Unexpected results with lists in GNU sed

I have been living with this problem with GNU sed v4.1.4 for a long time, but now I really need to figure it out.

When using a list in either an address or a search, the expression [a-z] is matching lower and upper-case letters. [A-Z] works as it should.

For example, if I run

sed -nr "/[a-z]/ p" temp.txt

Where temp.txt contains only

a
b
c
A
B
C

it matches every line.
If I run it using [A-Z] it matches only the upper-case letters as I would expect. Also, when I run

grep "/[a-z]/" temp.txt

It matches only the lower-case letters again as I expect. It seems only [a-z] is affected, and only with sed.

Does anyone know why this is? Maybe there is something wrong with the way I have the system set up, but everything else seems to be working ok.

Matt

hmm.. i am using 4.2.1 version and i dont see any issues.

$ sed -nr '/[a-z]/ p' temp.txt 
a
b
c

$ sed -n '/[a-z]/ p' temp.txt 
a
b
c

1) The first sed expression you gave does not match upper-case characters when I test it.

2) grep does not use / / as regular expression beginning and end markers; your grep expression couldn't possibly have worked.

So, unless your version of sed is extremely strange, I think you've simplified the problem a little too far, reducing it into something which doesn't actually demonstrate your problem. Could you post the actual expression you're having problems with please?

What happens if you use:

sed -nr "/[[:lower:]]/ p" temp.txt

Corona, sorry I got careless cutting and pasting, the grep command was

grep "[a-z]" temp2.txt

I just tried it again and the result was correct.

The sed example in the post is an example of an expression that exhibits the problem on my system (apparently not others'). I verified that also.

Here is something that is easier to cut and paste to the command line.

echo abAB | sed -r "s/[a-z]/x/g"

The result is xxxx on my machine. Not the expected xxAB.

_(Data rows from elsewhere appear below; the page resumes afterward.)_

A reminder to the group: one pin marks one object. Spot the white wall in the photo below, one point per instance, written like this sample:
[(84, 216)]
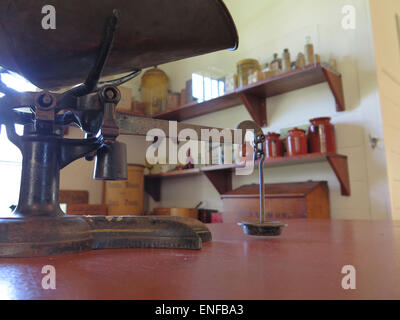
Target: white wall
[(387, 44), (265, 27), (79, 174)]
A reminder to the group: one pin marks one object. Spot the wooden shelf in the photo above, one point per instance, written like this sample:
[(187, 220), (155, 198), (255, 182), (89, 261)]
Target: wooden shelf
[(221, 175), (254, 96)]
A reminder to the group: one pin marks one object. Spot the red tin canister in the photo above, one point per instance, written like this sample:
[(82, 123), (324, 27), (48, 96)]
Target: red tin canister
[(321, 136), (296, 142), (273, 145)]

Perhaps I do have a strange version of sed. One thought is whether it could be that the regex library not correct for the sed version. I don't know if that is the case or how to check.

Scrutinizer, Yes it works with classes, but that doesn't solve the problem.

If it really is a bug in sed, the obvious thing to do would be to upgrade your version of sed...

If your system has busybox on it, it may be a viable alternative.

$ busybox sed

Usage: sed [-efinr] SED_CMD [FILE]...

Options:
        -e CMD  Add CMD to sed commands to be executed
        -f FILE Add FILE contents to sed commands to be executed
        -i      Edit files in-place
        -n      Suppress automatic printing of pattern space
        -r      Use extended regex syntax

If no -e or -f is given, the first non-option argument is taken as the sed
command to interpret. All remaining arguments are names of input files; if no
input files are specified, then the standard input is read. Source files
will not be modified unless -i option is given.

$

I was thinking this might be a locale issue, therefore I suggested trying [[:lower:]] instead in post #4:

sed, a stream editor, 7 Reporting Bugs


  1. a-z ↩︎

Thanks everyone who commented on this. I updated the package and it works right now.